During crystallization, succinic acid, an important food additive, exhibit severe agglomeration behaviour, uneven crystal size distribution (CSD), and irregular crystal morphology, resulting in poor powder flow properties.

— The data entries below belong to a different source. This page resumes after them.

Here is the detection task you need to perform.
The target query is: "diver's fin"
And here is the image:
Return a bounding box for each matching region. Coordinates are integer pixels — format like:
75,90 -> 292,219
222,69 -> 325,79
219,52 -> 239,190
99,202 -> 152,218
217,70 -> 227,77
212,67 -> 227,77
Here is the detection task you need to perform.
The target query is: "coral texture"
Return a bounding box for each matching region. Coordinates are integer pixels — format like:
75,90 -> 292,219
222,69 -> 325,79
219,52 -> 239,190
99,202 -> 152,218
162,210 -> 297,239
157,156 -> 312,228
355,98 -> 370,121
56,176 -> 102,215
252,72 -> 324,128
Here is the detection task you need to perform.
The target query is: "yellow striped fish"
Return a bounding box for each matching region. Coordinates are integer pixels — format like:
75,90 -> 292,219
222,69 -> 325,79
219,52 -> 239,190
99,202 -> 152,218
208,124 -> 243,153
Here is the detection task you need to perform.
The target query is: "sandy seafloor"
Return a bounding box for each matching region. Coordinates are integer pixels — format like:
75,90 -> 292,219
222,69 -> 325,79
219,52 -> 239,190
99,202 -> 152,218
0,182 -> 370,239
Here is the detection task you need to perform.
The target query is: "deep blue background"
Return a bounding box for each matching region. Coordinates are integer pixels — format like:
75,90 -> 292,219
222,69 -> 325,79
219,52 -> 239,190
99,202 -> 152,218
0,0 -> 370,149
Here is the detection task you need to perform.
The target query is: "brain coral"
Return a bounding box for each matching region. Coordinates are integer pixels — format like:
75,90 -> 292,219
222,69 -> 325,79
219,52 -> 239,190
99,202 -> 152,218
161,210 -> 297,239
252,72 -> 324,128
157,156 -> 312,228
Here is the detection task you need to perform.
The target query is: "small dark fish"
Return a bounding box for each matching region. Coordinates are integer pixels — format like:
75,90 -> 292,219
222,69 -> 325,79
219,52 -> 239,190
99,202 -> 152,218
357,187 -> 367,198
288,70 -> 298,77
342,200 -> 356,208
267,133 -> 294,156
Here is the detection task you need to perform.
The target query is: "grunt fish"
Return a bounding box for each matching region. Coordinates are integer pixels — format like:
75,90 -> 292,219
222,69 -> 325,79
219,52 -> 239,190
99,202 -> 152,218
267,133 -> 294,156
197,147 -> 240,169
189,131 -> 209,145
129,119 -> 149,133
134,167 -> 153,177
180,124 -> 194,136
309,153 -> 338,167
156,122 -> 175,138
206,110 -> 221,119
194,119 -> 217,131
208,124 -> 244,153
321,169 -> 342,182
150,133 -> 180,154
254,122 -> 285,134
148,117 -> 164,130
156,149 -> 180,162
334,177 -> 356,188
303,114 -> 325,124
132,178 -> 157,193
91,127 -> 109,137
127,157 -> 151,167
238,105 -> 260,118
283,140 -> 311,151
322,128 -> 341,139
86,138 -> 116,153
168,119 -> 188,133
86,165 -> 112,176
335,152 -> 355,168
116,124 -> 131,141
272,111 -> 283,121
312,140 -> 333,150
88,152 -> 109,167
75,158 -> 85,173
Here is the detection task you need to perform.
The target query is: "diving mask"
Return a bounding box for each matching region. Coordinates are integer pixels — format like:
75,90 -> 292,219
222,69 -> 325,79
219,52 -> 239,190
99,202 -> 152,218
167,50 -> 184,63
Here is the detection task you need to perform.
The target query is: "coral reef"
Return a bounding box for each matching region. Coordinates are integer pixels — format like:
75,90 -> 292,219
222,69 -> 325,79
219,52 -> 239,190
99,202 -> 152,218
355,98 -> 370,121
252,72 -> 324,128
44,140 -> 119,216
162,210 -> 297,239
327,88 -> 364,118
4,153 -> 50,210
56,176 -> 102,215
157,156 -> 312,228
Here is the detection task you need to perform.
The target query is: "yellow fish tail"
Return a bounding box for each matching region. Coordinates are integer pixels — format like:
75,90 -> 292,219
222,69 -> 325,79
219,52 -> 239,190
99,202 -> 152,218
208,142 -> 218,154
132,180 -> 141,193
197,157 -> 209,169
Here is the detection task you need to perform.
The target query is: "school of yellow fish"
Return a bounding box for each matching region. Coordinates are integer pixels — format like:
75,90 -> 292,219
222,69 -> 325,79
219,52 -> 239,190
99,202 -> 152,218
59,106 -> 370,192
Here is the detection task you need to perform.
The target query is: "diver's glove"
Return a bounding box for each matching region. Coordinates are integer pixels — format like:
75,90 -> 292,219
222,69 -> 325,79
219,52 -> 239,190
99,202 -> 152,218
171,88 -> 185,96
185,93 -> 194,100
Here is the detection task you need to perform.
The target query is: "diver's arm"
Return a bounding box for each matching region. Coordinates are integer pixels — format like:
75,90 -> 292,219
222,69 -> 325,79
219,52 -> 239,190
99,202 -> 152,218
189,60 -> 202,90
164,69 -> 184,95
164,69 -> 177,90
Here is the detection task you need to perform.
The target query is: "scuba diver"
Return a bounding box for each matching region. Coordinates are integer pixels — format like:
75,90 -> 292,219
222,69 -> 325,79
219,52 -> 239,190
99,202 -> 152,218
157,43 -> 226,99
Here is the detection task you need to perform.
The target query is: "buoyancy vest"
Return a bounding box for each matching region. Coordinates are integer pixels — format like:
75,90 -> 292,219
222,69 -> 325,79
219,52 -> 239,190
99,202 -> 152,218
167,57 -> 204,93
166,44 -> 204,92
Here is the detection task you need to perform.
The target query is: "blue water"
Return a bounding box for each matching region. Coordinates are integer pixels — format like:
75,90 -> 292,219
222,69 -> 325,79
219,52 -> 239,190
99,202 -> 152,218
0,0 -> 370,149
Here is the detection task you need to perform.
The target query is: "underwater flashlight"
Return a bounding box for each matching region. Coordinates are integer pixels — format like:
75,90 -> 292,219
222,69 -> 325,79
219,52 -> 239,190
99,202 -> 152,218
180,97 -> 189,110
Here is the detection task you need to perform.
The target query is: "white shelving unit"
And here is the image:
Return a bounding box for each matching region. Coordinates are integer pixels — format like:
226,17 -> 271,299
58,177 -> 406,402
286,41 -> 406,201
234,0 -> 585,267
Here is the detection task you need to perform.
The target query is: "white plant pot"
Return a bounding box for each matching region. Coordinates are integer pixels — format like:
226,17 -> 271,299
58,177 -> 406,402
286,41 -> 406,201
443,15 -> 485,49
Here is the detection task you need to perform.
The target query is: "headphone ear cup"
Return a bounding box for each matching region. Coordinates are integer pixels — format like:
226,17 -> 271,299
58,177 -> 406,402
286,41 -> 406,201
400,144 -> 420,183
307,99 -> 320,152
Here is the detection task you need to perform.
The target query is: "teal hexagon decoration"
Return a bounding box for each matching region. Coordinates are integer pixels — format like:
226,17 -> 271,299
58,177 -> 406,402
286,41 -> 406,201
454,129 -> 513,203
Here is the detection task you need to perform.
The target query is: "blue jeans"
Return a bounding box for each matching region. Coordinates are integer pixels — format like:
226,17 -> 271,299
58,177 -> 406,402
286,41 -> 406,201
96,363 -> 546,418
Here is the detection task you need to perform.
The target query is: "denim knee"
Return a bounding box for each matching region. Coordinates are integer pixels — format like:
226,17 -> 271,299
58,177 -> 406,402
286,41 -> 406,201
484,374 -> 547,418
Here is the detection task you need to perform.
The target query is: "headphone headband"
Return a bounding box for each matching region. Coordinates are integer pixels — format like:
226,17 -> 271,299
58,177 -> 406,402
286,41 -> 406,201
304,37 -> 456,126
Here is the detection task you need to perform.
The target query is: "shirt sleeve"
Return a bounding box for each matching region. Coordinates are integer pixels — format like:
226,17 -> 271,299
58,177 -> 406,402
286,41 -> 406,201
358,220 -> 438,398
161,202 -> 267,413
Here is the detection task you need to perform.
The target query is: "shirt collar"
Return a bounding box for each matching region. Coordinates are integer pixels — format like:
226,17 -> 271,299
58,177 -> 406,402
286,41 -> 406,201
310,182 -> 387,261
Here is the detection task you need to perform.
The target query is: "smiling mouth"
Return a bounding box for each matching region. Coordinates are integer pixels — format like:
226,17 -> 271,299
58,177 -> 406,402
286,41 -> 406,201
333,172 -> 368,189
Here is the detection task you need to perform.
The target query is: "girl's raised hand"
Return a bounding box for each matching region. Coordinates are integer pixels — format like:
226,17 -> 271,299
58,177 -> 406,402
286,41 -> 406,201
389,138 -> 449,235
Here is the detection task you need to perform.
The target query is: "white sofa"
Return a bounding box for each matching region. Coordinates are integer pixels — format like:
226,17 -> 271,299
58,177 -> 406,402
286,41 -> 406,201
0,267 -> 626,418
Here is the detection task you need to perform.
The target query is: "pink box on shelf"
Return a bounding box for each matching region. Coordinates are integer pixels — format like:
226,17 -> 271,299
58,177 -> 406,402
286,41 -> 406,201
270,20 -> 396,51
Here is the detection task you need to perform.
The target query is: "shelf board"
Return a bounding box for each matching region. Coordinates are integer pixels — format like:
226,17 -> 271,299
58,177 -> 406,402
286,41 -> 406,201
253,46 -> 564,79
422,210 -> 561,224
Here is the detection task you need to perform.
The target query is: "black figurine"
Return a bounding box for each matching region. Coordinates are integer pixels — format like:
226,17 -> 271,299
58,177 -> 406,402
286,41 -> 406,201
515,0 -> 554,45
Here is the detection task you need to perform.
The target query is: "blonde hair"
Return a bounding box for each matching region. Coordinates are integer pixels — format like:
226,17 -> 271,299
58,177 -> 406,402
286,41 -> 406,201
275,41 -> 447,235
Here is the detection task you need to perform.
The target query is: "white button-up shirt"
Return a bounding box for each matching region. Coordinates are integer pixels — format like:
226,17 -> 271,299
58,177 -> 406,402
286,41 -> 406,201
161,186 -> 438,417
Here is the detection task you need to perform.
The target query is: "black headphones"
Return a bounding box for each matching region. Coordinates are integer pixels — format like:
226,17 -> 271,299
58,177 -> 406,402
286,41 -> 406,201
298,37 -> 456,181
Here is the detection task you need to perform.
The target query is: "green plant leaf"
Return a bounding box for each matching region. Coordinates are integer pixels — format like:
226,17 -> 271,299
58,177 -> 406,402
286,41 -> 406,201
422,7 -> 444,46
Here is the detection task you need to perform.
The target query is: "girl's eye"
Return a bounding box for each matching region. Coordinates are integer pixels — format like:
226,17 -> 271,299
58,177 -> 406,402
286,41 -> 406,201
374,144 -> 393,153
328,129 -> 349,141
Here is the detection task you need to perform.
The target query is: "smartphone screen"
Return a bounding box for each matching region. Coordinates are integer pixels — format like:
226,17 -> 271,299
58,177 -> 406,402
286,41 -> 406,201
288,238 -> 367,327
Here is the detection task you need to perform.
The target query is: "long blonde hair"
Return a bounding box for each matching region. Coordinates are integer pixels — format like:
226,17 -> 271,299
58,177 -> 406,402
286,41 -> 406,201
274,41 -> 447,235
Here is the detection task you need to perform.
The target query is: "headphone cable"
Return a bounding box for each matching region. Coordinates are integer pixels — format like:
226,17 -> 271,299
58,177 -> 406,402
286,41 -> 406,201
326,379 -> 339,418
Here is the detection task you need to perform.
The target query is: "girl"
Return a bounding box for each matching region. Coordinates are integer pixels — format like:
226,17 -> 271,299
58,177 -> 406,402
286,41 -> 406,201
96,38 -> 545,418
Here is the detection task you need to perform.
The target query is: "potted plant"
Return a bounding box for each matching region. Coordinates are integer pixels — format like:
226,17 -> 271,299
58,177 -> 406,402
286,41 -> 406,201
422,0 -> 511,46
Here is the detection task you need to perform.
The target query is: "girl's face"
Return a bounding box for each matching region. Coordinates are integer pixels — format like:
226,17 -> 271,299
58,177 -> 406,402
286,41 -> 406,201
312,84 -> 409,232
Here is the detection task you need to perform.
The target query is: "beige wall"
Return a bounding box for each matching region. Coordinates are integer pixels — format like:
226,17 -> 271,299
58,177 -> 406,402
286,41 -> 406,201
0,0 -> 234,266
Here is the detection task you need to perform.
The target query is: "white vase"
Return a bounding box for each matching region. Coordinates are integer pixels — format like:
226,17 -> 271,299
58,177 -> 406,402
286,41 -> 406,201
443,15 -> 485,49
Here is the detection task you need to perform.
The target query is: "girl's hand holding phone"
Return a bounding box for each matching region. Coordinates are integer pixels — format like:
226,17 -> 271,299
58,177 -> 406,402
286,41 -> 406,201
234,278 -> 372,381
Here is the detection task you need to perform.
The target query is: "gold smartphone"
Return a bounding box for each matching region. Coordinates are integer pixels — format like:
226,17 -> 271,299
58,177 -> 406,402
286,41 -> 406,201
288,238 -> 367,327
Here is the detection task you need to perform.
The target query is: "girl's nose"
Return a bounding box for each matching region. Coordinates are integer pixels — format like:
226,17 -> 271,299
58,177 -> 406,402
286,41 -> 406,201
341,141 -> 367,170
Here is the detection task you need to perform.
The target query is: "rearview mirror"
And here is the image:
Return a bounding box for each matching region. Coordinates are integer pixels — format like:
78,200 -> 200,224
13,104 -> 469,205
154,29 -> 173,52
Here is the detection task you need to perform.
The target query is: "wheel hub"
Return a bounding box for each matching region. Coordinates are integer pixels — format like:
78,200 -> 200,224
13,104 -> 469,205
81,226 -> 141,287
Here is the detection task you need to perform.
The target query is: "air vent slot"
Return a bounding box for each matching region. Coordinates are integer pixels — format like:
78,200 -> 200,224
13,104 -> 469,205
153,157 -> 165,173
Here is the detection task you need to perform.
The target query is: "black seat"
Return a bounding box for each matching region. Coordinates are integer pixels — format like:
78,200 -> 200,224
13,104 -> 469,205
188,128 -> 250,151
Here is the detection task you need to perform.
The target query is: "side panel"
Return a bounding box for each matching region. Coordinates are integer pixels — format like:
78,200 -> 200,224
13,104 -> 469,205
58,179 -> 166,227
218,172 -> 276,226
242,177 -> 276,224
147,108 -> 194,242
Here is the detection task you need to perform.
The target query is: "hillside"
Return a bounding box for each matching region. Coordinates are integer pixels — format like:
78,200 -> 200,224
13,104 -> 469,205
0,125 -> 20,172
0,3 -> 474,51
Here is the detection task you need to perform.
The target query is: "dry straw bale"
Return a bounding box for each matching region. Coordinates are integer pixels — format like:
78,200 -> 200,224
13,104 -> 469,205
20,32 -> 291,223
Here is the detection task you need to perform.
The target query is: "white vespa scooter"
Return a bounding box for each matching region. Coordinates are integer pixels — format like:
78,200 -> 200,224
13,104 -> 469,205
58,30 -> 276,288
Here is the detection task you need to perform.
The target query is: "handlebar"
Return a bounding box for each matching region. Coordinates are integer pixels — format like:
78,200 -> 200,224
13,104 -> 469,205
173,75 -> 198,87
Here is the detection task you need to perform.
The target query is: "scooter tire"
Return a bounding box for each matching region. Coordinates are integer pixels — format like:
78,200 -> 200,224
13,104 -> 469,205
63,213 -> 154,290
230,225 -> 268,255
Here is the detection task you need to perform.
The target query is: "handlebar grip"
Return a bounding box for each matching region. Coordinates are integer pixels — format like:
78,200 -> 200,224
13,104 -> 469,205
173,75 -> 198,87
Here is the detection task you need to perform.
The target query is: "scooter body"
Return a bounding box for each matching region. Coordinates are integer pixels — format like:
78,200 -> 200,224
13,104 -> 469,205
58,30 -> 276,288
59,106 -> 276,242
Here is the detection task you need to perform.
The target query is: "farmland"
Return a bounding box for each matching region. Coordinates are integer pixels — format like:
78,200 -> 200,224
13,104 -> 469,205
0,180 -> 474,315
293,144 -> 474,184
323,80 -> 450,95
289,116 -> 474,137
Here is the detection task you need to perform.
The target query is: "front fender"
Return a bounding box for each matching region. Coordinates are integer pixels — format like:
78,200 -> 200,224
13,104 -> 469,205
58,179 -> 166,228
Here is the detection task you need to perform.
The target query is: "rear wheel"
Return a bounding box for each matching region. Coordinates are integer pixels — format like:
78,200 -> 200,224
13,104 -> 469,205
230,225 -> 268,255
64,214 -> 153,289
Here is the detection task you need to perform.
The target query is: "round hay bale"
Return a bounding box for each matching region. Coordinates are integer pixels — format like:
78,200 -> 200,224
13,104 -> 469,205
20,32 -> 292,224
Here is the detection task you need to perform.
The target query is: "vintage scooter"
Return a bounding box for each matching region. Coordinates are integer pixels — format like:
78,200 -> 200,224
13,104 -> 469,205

This paper presents an innovative approach to optimize succinic acid crystallization through investigation of novel blade milling method, seeding, and inclusion of green additive, cetyltrimethylammonium bromide (CTAB). CTAB for crystal habit regulation and formation of desired cubic-like morphology. We employ Mask R-CNN, a deep learning-based image analysis tool to quantitatively assess crystal and powder flow properties. Results demonstrate that the inclusion of 0.5 wt% CTAB with two-stage cooling method yields uniform CSD ranging from 30 μm to 160 μm and improves powder properties, reducing the agglomeration degree by 46% and caking ratio to only 6.78%, indicating a decreased tendency for clumping. The integration of crystallization with the proposed deep learning framework not only improves succinic acid food functionality but also showcases highly efficient method for optimizing crystal properties, setting new standard for food crystallization processes. It has been adequately presented with real-time high-precision analysis of CSD, agglomeration, etc, facilitating rapid screening for optimized food quality improvements.
通过结晶技术提高琥珀酸的粉末特性,用于食品工业
琥珀酸是一种重要的食品添加剂,在结晶过程中会出现严重的团聚行为、晶体尺寸分布(CSD)不均匀和晶体形态不规则,从而导致粉末流动性差。本文介绍了一种优化琥珀酸结晶的创新方法,即研究新型刀片研磨法、播种和加入绿色添加剂十六烷基三甲基溴化铵(CTAB)。CTAB 可调节晶体习性并形成所需的立方体状形态。我们采用基于深度学习的图像分析工具 Mask R-CNN,对晶体和粉末流动特性进行定量评估。结果表明,在两阶段冷却方法中加入 0.5 wt% 的 CTAB,可产生 30 μm 至 160 μm 的均匀 CSD,并改善了粉末性能,使团聚度降低了 46%,结块率仅为 6.78%,表明结块倾向降低。将结晶与所提出的深度学习框架相结合,不仅提高了琥珀酸食品的功能性,还展示了优化晶体特性的高效方法,为食品结晶工艺设立了新标准。它充分展示了对 CSD、结块等的实时高精度分析,有助于快速筛选优化食品质量的改进方案。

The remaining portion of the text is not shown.